Thereafter, AVCD and laterality defects seem to be an important clue for the diagnosis of BBS in some cases. Actually, a possible association of cardiac malformations with syndromes with postaxial polydactyly is well-known, and published reports demonstrated a specific link with AVCD and cardiac malformations usually occurring in heterotaxia.35,36 The association between AVCD with or without common atrium is rare in the non-syndromic patients, while it is characteristic of heterotaxia syndrome with asplenia37 or polysplenia.38 CHDs in heterotaxia include AVCD, common atrium, anomalous systemic and pulmonary venous drainage, persistent left superior vena cava with unroofed coronary sinus, and conotruncal defects.37,39 Among syndromes with postaxial polydactyly, the combination of AVCD and common atrium is particularly frequent in the oral-facial-digital syndromes, in short rib-polydactyly syndromes including Ellis-van Creveld syndrome, and in their related transitional phenotypes (Table 1).35 On the other hand, the association of AVCD and anomalous pulmonary venous return is specifically associated with Smith-Lemli-Opitz syndrome (Table 1).36,40

Table 1 Syndromes associating atrioventricular canal defect (AVCD) and postaxial polydactyly

Recent experimental evidences regarding BBS are intriguing in regard to CHD and situs abnormalities. In fact, a role for several BBS proteins in regulating ciliary function has been demonstrated.10,11,41,42 It must be noticed that many clinical aspects of BBS can be explained by a ciliary defect.

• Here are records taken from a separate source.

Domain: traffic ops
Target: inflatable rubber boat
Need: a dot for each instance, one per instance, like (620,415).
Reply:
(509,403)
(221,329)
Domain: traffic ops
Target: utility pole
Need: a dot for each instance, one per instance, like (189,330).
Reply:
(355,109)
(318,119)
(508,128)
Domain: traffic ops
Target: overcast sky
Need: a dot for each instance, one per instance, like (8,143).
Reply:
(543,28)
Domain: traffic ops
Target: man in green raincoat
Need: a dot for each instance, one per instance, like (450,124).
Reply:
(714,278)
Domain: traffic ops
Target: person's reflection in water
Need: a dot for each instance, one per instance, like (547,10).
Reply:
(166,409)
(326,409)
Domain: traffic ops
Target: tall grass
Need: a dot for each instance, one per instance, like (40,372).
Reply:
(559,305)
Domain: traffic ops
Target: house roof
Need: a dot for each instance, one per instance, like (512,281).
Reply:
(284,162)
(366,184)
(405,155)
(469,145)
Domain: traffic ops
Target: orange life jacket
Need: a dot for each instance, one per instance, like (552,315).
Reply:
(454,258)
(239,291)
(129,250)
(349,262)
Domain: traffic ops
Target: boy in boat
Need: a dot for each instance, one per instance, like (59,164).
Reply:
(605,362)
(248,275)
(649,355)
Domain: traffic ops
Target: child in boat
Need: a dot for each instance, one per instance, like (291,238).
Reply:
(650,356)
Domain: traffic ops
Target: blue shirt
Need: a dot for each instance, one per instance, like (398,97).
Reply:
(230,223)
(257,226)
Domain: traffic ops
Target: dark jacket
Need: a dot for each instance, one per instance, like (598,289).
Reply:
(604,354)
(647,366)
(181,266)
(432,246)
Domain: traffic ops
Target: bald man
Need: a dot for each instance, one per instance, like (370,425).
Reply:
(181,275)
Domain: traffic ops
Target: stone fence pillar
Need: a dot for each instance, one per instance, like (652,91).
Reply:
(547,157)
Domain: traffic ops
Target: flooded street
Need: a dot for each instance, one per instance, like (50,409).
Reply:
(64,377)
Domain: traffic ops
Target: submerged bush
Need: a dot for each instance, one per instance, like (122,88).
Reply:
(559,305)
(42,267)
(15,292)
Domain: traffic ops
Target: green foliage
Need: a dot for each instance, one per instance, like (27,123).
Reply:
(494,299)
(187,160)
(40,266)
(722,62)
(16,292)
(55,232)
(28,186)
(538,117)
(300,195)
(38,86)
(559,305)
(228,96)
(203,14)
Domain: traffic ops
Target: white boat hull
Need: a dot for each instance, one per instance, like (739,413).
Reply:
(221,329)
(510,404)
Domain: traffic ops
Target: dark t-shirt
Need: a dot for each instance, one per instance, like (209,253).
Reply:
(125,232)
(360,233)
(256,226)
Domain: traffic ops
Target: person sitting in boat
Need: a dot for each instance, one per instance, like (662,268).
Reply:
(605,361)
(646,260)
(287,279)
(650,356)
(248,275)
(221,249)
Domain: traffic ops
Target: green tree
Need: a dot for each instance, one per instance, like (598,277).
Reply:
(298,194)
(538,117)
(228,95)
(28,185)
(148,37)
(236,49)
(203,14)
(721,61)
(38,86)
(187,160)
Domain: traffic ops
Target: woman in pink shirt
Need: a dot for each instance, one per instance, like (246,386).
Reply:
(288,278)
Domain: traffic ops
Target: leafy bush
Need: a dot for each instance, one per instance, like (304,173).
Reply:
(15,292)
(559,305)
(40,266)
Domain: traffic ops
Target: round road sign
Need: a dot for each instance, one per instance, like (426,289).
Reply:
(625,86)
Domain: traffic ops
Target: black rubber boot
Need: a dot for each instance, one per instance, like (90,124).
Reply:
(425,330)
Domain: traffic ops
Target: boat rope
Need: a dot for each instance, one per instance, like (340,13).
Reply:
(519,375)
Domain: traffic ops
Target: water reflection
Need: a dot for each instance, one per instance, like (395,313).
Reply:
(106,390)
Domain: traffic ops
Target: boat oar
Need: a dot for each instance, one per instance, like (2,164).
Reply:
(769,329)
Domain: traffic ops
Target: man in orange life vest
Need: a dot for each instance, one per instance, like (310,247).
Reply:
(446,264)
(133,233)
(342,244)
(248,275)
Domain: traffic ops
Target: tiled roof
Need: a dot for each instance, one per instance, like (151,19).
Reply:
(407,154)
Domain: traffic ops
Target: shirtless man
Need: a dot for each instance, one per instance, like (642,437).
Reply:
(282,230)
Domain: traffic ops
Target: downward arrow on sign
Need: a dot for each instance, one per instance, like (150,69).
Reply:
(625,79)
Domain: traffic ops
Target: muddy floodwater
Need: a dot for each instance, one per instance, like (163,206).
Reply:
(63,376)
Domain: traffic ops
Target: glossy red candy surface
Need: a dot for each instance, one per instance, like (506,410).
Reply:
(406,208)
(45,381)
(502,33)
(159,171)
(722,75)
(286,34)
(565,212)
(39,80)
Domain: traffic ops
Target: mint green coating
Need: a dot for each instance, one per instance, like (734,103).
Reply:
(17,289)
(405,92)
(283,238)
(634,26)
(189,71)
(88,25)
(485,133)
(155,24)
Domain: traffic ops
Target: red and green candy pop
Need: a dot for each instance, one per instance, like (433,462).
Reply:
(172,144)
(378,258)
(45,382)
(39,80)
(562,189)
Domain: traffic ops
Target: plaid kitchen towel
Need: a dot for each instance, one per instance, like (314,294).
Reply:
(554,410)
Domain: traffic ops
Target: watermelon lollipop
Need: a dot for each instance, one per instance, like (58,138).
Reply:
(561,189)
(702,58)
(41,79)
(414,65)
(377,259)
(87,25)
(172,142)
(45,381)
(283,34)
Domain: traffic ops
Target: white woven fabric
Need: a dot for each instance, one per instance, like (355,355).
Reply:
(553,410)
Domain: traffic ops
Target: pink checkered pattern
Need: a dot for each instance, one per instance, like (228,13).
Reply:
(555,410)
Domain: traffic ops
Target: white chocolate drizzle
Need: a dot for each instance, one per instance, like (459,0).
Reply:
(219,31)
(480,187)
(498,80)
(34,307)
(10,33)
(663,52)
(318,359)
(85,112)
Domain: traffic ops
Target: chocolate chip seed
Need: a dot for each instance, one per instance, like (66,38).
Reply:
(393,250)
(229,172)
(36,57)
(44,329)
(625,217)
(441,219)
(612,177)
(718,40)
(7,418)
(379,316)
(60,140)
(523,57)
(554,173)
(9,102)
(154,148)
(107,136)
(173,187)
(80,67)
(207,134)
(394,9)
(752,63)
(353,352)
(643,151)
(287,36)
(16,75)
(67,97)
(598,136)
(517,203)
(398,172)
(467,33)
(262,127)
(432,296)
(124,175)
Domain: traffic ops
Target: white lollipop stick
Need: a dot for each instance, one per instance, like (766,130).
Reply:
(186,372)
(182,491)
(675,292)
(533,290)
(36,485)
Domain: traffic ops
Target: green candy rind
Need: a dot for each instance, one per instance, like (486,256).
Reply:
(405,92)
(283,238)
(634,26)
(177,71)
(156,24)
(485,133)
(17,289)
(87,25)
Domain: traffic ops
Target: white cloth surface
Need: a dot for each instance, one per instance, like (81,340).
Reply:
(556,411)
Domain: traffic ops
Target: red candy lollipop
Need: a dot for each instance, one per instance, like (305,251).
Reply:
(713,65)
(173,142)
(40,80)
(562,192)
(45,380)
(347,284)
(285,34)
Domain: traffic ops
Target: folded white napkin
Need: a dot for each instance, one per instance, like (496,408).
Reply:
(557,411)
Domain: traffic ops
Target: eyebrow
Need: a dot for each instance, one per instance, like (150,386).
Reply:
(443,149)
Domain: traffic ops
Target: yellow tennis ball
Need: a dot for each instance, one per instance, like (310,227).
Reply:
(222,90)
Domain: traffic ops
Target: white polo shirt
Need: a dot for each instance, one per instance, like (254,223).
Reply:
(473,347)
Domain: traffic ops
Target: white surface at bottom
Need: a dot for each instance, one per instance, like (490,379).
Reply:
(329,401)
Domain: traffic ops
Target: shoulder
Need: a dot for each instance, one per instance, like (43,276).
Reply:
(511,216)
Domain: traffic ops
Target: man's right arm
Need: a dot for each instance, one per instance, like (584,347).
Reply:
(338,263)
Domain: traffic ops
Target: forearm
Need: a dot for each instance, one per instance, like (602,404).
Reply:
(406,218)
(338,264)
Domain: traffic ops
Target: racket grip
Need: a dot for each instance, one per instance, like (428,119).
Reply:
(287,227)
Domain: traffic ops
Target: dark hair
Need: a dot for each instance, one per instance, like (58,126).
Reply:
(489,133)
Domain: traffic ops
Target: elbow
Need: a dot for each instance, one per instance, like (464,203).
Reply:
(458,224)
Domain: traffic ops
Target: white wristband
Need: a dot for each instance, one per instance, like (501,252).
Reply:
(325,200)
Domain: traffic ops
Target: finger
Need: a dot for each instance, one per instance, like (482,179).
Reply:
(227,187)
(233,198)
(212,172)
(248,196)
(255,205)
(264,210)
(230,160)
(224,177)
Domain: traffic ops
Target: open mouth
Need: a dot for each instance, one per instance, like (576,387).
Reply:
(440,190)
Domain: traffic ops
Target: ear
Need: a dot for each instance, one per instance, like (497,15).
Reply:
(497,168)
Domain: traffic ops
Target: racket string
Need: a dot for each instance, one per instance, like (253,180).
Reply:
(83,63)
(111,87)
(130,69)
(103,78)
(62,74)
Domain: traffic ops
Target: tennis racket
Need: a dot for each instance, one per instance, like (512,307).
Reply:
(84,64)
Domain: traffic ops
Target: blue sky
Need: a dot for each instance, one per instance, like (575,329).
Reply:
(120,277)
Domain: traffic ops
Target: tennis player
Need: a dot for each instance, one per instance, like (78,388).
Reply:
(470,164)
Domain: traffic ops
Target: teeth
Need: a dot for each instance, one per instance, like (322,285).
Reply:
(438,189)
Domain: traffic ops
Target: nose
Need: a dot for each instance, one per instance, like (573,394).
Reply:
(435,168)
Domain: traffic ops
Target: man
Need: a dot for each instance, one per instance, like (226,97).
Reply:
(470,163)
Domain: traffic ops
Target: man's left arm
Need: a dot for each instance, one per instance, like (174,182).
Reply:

The finding of AVCD as partial manifestation of heterotaxia in some patients with BBS is in agreement with the involvement of BBS proteins in ciliary function, since dysfunction of the nodal cilium is known to cause left-right axis defects in vertebrates.43,44

Interestingly, it has recently been demonstrated that knockout male mouse embryos lacking the gene of oral-facial-digital syndrome type 1 (Ofd1) have failure of left-right axis specification with abnormal cardiac tube retaining a midline position or reversal of the heart loop.45 Ultrastructural analysis showed a lack of cilia in the embryonic node, and a specific role for the Ofd1 protein in cilium assembly through basal body dysfunction has been demonstrated.45 As an additional observation, the MKS1 gene has recently found to be mutated in families with Meckel syndrome linked to 17q, and comparative genomic and protemics data implicate MKS1 in ciliary functions.46

In conclusion, AVCD and laterality defects seem to be an important feature for early diagnosis of BBS. Ciliary dysfunction may have a fundamental role in determining specific cardiac phenotypes in several syndromes with postaxial polydactyly and CHD. Mutations in proteins necessary for cilium formation and functionality must be considered when investigating syndromes with postaxial polydactyly and cardiac laterality defects.